Софья Васильевна ответила, что она бы лично этого не сделала, но вообще женщины более общительны, зато они и более добросовестны. Заговорили о женском и мужском труде.
- Добросовестность бывает трогательна, - Шувалов пододвинул к себе котлеты. - Помню, покупаю галстук, и продавщица заботливо так предупреждает: "Хранить галстук надо в сухом и прохладном месте".
- Это прелестно! - громко сказал дядя Сева. - Но это пустяки в сравнении с тем, что я встретил во время нэпа в Симферополе. Только что было крымское землетрясение, и вот на рынке какая-то небритая личность продавала... порошок от землетрясения. Так, белый, вроде аспирина.

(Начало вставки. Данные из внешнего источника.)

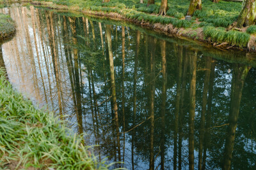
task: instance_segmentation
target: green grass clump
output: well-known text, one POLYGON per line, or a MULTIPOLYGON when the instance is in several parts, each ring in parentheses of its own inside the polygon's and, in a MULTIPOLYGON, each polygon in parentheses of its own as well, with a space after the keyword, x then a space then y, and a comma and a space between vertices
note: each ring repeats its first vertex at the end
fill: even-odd
POLYGON ((225 31, 225 28, 215 28, 214 27, 204 27, 205 38, 211 38, 212 41, 218 43, 227 42, 230 45, 247 46, 250 40, 250 35, 246 32, 237 31, 225 31))
POLYGON ((256 25, 251 25, 246 29, 246 32, 256 36, 256 25))
POLYGON ((16 161, 19 169, 108 169, 110 165, 99 162, 81 136, 71 135, 53 113, 36 109, 4 74, 0 68, 0 169, 16 161))
POLYGON ((15 31, 15 26, 11 17, 0 13, 0 39, 10 36, 15 31))

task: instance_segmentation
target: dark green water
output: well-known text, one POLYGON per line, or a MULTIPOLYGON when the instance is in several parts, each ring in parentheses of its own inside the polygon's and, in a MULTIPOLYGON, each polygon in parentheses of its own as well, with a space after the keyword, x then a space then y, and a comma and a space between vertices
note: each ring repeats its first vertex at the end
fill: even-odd
POLYGON ((17 26, 0 57, 13 87, 66 115, 86 145, 99 145, 99 159, 128 169, 188 169, 193 156, 195 169, 198 162, 207 169, 256 169, 253 55, 125 23, 1 10, 17 26))

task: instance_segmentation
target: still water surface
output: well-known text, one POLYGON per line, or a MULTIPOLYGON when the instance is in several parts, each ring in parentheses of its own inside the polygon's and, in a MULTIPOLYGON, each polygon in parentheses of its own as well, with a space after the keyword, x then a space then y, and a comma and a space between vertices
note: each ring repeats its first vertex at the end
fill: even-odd
POLYGON ((66 115, 99 159, 128 169, 188 169, 193 157, 196 169, 256 169, 248 55, 33 6, 0 10, 17 24, 0 53, 13 87, 66 115))

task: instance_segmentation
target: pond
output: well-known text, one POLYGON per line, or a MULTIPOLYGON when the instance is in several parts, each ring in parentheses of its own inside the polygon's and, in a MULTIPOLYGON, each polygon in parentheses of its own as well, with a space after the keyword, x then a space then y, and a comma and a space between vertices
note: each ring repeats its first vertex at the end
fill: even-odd
POLYGON ((0 52, 13 88, 85 133, 99 160, 128 169, 256 168, 253 55, 80 14, 0 11, 17 25, 0 52))

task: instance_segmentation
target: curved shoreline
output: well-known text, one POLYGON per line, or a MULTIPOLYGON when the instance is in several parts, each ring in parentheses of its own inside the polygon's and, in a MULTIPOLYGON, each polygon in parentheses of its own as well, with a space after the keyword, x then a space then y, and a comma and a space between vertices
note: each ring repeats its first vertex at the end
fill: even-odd
MULTIPOLYGON (((24 1, 23 1, 24 2, 24 1)), ((205 39, 203 32, 203 27, 198 27, 196 29, 192 28, 184 29, 183 27, 177 28, 174 27, 172 24, 162 24, 161 23, 152 24, 149 22, 141 22, 137 19, 127 18, 125 16, 115 12, 104 12, 90 10, 81 10, 80 7, 77 6, 68 6, 67 5, 56 4, 52 2, 46 1, 25 1, 30 3, 35 6, 41 6, 47 8, 51 10, 63 10, 70 11, 71 13, 79 12, 84 15, 90 15, 95 17, 109 18, 114 20, 125 20, 134 24, 136 25, 141 26, 150 30, 154 30, 156 32, 159 32, 169 37, 177 37, 180 39, 194 41, 195 42, 204 43, 209 45, 212 47, 217 47, 218 48, 223 49, 237 49, 248 50, 250 52, 256 52, 256 37, 250 35, 250 39, 248 42, 248 46, 237 46, 232 45, 225 41, 216 42, 212 41, 211 38, 205 39), (196 33, 196 34, 195 34, 196 33)))
MULTIPOLYGON (((8 2, 8 3, 28 3, 35 6, 44 7, 51 10, 63 10, 65 11, 70 11, 71 13, 79 12, 92 17, 109 18, 113 20, 124 20, 141 27, 153 30, 156 32, 163 34, 169 37, 175 36, 182 39, 193 41, 196 43, 203 43, 214 48, 217 47, 217 48, 225 50, 232 48, 239 50, 242 50, 246 52, 256 52, 256 36, 253 35, 250 35, 250 40, 246 46, 239 45, 239 46, 238 46, 232 45, 231 43, 228 43, 225 41, 222 41, 221 42, 212 41, 211 37, 205 38, 203 31, 204 27, 198 27, 196 29, 193 29, 191 27, 187 29, 183 27, 178 28, 174 27, 172 24, 163 24, 159 22, 152 24, 150 22, 144 22, 143 20, 142 21, 140 21, 138 19, 128 18, 125 15, 116 12, 105 12, 102 11, 97 11, 88 9, 83 10, 81 9, 82 8, 76 5, 69 6, 67 5, 54 4, 51 1, 38 1, 31 0, 18 0, 15 1, 13 0, 10 0, 8 2)), ((216 29, 216 27, 214 28, 216 29)))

Надо было посыпать вокруг себя - и все...
Обед прошел легко, весело, и Софья Васильевна была рада этому: пусть Михаил так и уедет-последнее воспоминание всегда живуче.
Но не весь день был такой. После затянувшегося обеда Витю уложили спать, прилег и Всеволод, свесив большие ноги за край дивана, Лиза пошла на почту купить для отца конвертов на дорогу.
- Ну, вот и хорошо, - сказал Михаил. - Все в отсутствии. Пойдем-ка ко мне.
Он принес из передней в свой кабинет припрятанные свертки и развернул их. Книга в синем переплете с серебряной надписью "Седов", отрез темно-синей шелковой материи и маленькие желтые ботинки.
- Понимаешь, тут без меня будут дни рождения, и ребятам важно, чтобы и от отца тоже... Ну, а это тебе, - он показал на шелк, - к тридцатому сентября.
Только Софья Васильевна, зная отвращение мужа к покупкам, к магазинной толкотне, могла оценить это.
А тут было даже большее: по военному времени следовало еще раздобыть ордера, не забыть промтоварные "единички"...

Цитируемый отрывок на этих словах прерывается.